= Maria of Gaeta =

Maria of Gaeta (born c. 1020) was an Italian regent, countess of Aquino by marriage and regent of the Duchy of Gaeta for her son in 1062–65.

She was daughter of Pandulf IV of Capua and Maria, was the wife (from before 1038) of Atenulf, count of Aquino, while her sister Sikelgaita was the wife of Atenulf's brother Lando. According to Amatus of Montecassino, Atenulf was consequently supported by Pandulf in taking the duchy of Gaeta from Asclettin, Count of Aversa, on the death of Ranulf Drengot in 1045.

Her eldest son was betrothed to a daughter of Richard I of Capua in 1058, but died before the marriage could take place. Richard extorted the morgengab anyway and Gaeta became a feudatory of Capua.

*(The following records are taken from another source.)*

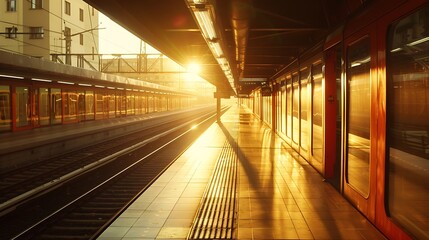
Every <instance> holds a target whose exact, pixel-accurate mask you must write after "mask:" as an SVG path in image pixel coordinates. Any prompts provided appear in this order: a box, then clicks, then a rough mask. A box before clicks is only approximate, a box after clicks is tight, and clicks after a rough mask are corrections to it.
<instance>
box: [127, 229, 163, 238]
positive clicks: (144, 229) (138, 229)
mask: <svg viewBox="0 0 429 240" xmlns="http://www.w3.org/2000/svg"><path fill="white" fill-rule="evenodd" d="M159 231H160V228H148V227H132V228H131V229H129V231H128V232H127V233H126V234H125V236H124V239H127V238H142V239H144V238H153V239H154V238H156V236H157V235H158V233H159Z"/></svg>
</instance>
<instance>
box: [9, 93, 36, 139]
mask: <svg viewBox="0 0 429 240" xmlns="http://www.w3.org/2000/svg"><path fill="white" fill-rule="evenodd" d="M33 104H34V103H33ZM12 106H13V107H12V119H13V120H12V130H13V131H19V130H25V129H30V128H32V107H31V106H32V95H31V87H30V86H14V87H13V90H12Z"/></svg>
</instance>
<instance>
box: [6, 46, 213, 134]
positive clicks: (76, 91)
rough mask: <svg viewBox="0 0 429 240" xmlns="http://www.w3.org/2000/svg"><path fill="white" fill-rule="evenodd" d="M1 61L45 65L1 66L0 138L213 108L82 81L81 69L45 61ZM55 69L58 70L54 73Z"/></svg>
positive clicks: (129, 89)
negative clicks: (200, 105) (109, 119)
mask: <svg viewBox="0 0 429 240" xmlns="http://www.w3.org/2000/svg"><path fill="white" fill-rule="evenodd" d="M0 58H2V59H6V62H7V59H9V60H10V61H11V62H14V60H15V59H17V58H20V59H18V60H17V61H16V62H26V61H27V62H28V63H29V64H28V65H30V66H31V65H32V64H33V65H34V66H38V65H41V66H48V67H47V68H46V69H43V71H42V69H36V70H35V69H34V67H33V68H31V67H28V66H25V65H21V66H19V65H18V66H16V65H13V66H12V65H11V66H8V65H7V64H5V63H4V62H2V63H1V65H0V133H1V132H10V131H20V130H28V129H32V128H37V127H44V126H50V125H55V124H72V123H78V122H82V121H90V120H100V119H109V118H117V117H124V116H133V115H140V114H146V113H151V112H161V111H169V110H174V109H182V108H188V107H192V106H195V105H196V104H206V103H213V99H212V98H211V97H204V96H195V94H192V93H191V92H185V91H180V90H175V89H172V88H169V87H163V86H159V85H155V84H151V83H143V82H140V81H138V80H134V79H127V78H124V77H119V76H114V75H107V74H102V73H97V72H93V73H92V72H89V71H88V72H87V73H86V75H88V76H86V75H85V74H80V73H81V72H85V70H83V69H77V68H73V67H70V66H67V65H61V66H59V65H60V64H55V63H51V62H47V61H45V62H43V61H42V63H39V62H41V60H39V59H36V60H34V59H33V60H34V61H33V60H32V59H27V58H26V57H22V56H16V55H12V54H8V53H6V52H2V53H1V56H0ZM22 59H24V60H22ZM58 68H60V71H58V70H55V69H58ZM70 72H72V74H70ZM73 72H75V73H76V75H74V74H73ZM94 76H95V77H94ZM98 76H100V79H97V77H98ZM103 78H104V79H103ZM133 82H134V84H133Z"/></svg>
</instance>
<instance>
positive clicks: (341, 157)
mask: <svg viewBox="0 0 429 240" xmlns="http://www.w3.org/2000/svg"><path fill="white" fill-rule="evenodd" d="M342 51H343V50H342V44H341V43H339V42H338V43H336V44H335V45H334V46H332V47H331V46H329V48H328V49H327V50H325V89H324V91H325V106H324V108H325V113H324V115H323V117H324V122H325V124H324V125H325V132H324V140H325V144H324V149H325V151H324V164H325V165H324V170H325V172H324V174H325V178H326V179H328V181H329V182H330V183H331V184H332V185H333V186H334V187H335V188H336V189H337V190H338V191H339V192H342V182H343V178H342V176H343V175H342V148H341V139H342V132H343V128H342V109H343V106H344V104H343V98H342V93H343V90H342V86H343V85H342V68H343V59H342V55H343V54H342Z"/></svg>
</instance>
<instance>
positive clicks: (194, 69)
mask: <svg viewBox="0 0 429 240" xmlns="http://www.w3.org/2000/svg"><path fill="white" fill-rule="evenodd" d="M200 71H201V66H200V65H199V64H198V63H190V64H189V65H188V72H189V73H193V74H198V73H200Z"/></svg>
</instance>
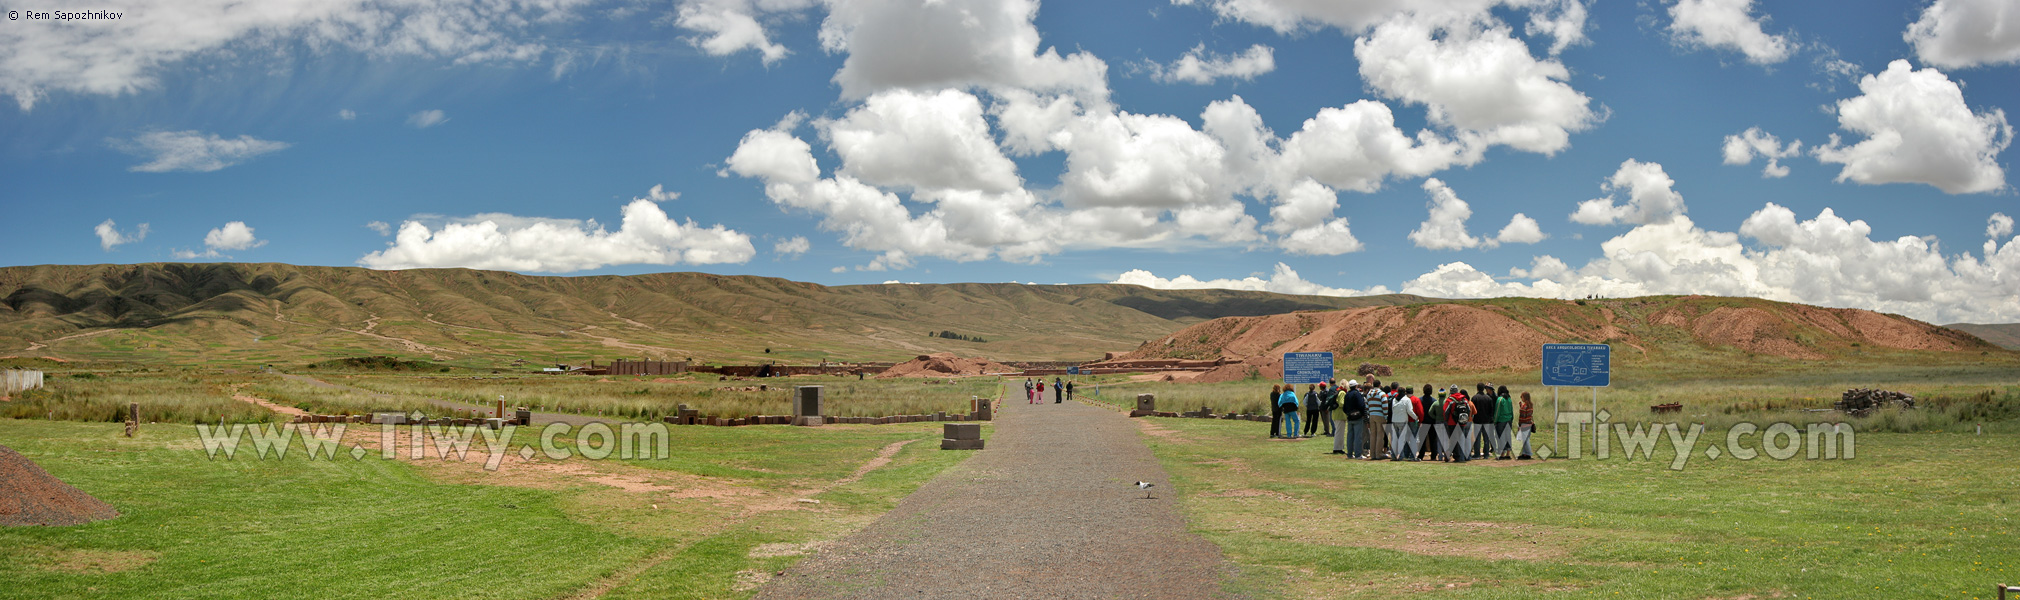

As senatrix and ducissa of Gaeta, Maria ruled as regent for her and Atenulf's son Atenulf II after her husband's death on 2 February 1062. On 1 June, a pact was confirmed between Maria and the counts of Traietto, Maranola, and Suio. The allies were excluded from forming any pact with the Normans and sworn to protect the territory of the Gaetan duchy. The treaty was finalised at Traietto and was to last for a year. The league was successful in preventing Richard of Capua from extending his conquests during the year. However, Richard skillfully negotiated to prevent a renewal of the pact and on 28 June 1063, he was in possession of Gaeta.

Maria allied with the counts of Traietto and Aquino, her sons Lando and the aforementioned Atenulf, and with William of Montreuil, who repudiated his wife in order to marry her, in late 1064. In February 1065, the revolted were put down by Richard of Capua and Maria and William were expelled from Gaeta. Richard offered to compensate her by marrying her to his son Jordan.

==Sources==
- Chalandon, Ferdinand. Histoire de la domination normande en Italie et en Sicilie. Paris, 1907.